The response from the whole sample was 43 percent agree, 27 percent disagree, and 30 percent uncertain. Broken down by party and agreement with the statement: It was Democrats, 35 percent; independents, 42 percent; and Republicans, 54 percent.
Caddell said this was another example of the disconnect between the Republican leadership and everyday Republicans.
“Look at Republicans,” he said. “Fifty-four percent agree and 13 percent disagree. This is the Wall Street party? I don’t think so. Their negativity on Wall Street is stunning. I am sure many people have not even heard about this issue. It is a new idea for them, so what happens when they find out that this is a reality?”
The pollster said there is a feeling in the electorate already that Wall Street is up to no good.
“When you put Wall Street and immigration together, you start mixing a potion, a cocktail that is politically very powerful,” he said.
Q: Every three years, the United States admits a population of new immigrants the size of Los Angeles. Do you think this amount of immigration is — Too High? Just Right? Not High Enough?
For this question, 63 percent said immigration was too high, with 26 percent saying it was just right and 11 percent saying it was not high enough. Broken down by party: Too High was the choice of 53 percent of Democrats, 53 percent of independents, and 78 percent of Republicans.
“Boy, that is interesting,” Caddell said.
“To see the Democratic numbers what they are being at variance from the mean by only 10 points?” he said. “There is definitely something in the air.”
This question, like the poll in general, confirm that the electorate is way ahead of the politicians, especially Democratic politicians, he said.
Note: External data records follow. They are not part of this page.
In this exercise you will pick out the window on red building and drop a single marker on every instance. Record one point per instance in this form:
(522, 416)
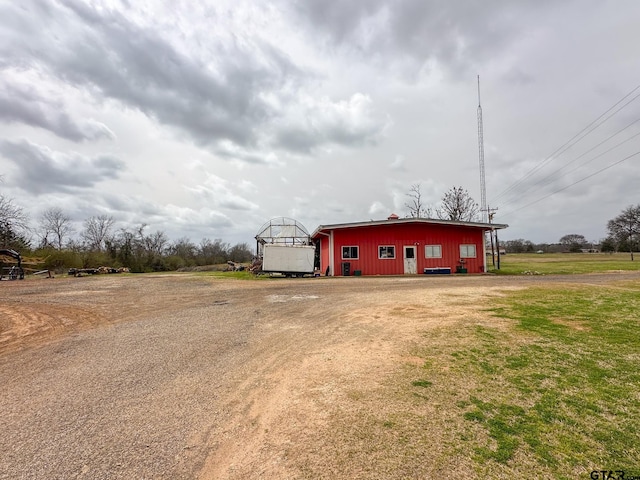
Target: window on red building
(349, 252)
(386, 251)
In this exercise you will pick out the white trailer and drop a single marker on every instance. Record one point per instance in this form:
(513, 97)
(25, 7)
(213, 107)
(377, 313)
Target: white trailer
(288, 259)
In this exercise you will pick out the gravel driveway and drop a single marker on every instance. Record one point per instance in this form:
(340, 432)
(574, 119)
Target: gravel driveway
(184, 376)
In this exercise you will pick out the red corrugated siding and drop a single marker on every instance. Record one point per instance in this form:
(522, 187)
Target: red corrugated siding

If anything, the poll also confirms that there is a need to go deeper into these questions with other questions designed to draw out voters attitudes on immigration with precise follow-up, he said.
Q: Do you agree or disagree with this statement: Record amounts of immigration into the U.S. have strained school resources and disadvantaged U.S. children?
Caddell said, in the responses to this question, he could see a real partisan break.
Looking at the whole sample, 53 percent agree, 33 percent disagree, and 14 percent are uncertain. Broken down by party” Agree was the choice of 78 percent of Republicans, 35 percent of Democrats, and 51 percent of independents. On the disagree side was 44 percent of Democrats, 39 percent of independents, and 14 percent of Republicans.
But, again, you see Democrats wavering,” he said. “You have one-third of Democrats agreeing and only 44 disagreeing and the question addresses their party’s own policy and look how undecided the Democrats are, compared to independents or Republicans.” Republicans were 8 percent uncertain and independents were 11 percent uncertain.
“This to me means that when Democrats say they are uncertain, it means that they have got problems,” he said.